Phenotypic analysis of GhMYBL1 RNAi transgenic cotton. A) RT-qPCR analysis of GhMYBL1 expression in 18 DPA fibers of the GhMYBL1 RNAi transgenic lines (T2 generation) and controls (Null and WT). GhUBI1 was used as an internal control for normalization. B) Comparison of mature fiber length of the GhMYBL1 RNAi transgenic lines and controls (Null and WT). C) Measurement and statistical analysis of mature fiber length of the independent GhMYBL1 RNAi transgenic lines and controls (Null and WT) (n ≥ 50, and at least 20 bolls from 15 plants for each independent line). D) Ultrathin sections of 25 and 30 DPA fibers of the GhMYBL1 RNAi transgenic lines (MRiL4 and MRiL5) and controls (Null and WT) by TEM. Scale bars = 2.0 µm. The rectangle marked at a comparable and magnified position in each fiber cell. Scale bars = 1.0 µm. E) Measurement and statistical analysis of fiber cell wall thickness of the GhMYBL1 RNAi transgenic lines and WT (n ≥ 50, and at least 50 seeds from 15 plants for each line). F) Measurement and statistical analysis of crystalline cellulose content in fibers of the GhMYBL1 RNAi transgenic lines and controls (Null and WT).
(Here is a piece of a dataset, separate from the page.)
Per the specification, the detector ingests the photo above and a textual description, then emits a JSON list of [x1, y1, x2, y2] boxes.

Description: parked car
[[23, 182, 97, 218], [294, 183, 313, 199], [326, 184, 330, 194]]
The bolls in the bough located between the third and fourth internodes of cotton plants were randomly collected for fiber phenotypic analysis, and the mean value and Sd were calculated from 3 biological replicates. Values marked with different letters indicate statistically significant differences (P < 0.05) between each group according to the Tukey HSD multiple range test. MRiL, GhMYBL1 RNAi transgenic cotton lines.